Those who are partnered up often view Valentine’s Day as a duty. Don’t forget it, try not to get what you got them last year, and be careful not to burn your place down with those romance-stoking candles after the quaffing of the wine. If you’re single, Valentine’s Day can represent how hard it is to meet someone in an age where people are often more intent on collecting compliments than finding connection. Throw in COVID, and the land is dotted with solo sessions.
Given the eh, fuck it mood toward the so-called holiday this year, there may be no better time to revisit 1981’s My Bloody Valentine, the Canadian gore-fest directed by George Mihalka that achieved instant infamy upon its release from Paramount Pictures forty years ago.

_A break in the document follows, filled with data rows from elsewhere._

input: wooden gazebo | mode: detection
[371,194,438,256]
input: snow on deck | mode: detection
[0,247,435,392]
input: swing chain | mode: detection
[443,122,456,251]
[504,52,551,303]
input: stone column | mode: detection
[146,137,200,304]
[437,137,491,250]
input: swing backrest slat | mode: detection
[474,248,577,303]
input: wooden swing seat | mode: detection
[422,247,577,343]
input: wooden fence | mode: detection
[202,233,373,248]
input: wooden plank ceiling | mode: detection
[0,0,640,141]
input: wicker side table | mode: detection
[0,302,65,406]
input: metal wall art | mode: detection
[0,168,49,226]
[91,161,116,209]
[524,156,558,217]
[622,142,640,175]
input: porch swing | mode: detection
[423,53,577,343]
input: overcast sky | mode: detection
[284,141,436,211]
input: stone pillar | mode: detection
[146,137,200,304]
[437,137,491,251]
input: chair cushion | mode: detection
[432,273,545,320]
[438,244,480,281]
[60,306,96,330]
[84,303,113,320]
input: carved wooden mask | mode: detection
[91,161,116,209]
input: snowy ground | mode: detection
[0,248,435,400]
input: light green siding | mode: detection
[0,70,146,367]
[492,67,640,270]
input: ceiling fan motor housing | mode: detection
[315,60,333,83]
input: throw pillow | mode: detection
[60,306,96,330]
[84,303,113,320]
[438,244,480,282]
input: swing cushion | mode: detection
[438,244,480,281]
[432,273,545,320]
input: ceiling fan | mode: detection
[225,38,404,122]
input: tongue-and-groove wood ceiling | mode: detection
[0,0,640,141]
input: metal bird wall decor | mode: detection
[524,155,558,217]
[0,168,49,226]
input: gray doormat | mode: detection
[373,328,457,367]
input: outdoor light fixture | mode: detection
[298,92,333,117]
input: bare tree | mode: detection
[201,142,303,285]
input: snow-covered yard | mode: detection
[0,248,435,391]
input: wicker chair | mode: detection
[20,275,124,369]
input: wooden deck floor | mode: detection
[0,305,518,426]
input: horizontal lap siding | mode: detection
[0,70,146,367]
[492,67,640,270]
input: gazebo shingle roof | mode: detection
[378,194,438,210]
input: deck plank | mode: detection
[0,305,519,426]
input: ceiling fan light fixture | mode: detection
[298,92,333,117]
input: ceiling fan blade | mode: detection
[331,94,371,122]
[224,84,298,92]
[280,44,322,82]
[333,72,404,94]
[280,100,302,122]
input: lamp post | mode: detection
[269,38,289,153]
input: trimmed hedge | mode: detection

The early ‘80s were the best time for slashing, drilling, flaying serial murderers with shadowy identities—so the bloodletting came packaged in a quasi-mystery—and kids who pawed each other with a horny fervor. We don’t have rowdy teens in My Bloody Valentine, but rather a pack of miners who behave like teenage boys. They live in a town called Valentine Bluffs, and if you live in Valentine Bluffs, where the highlight of the week is not dying a mile underground choking on gas, I suppose you try and get super excited for February 14. What that means here is that the washers and dryers at the laundromat are decked out in heart-shaped cardboard cutouts, and there’s going to be a dance—the first Valentine’s dance in twenty years—because the last time there was an explosion in the mine, leaving only one survivor, Harry Warden. Trapped with the bodies of his mates all around him, Harry eventually became Hungry Harry, and ate his pals. What are you going to do, right?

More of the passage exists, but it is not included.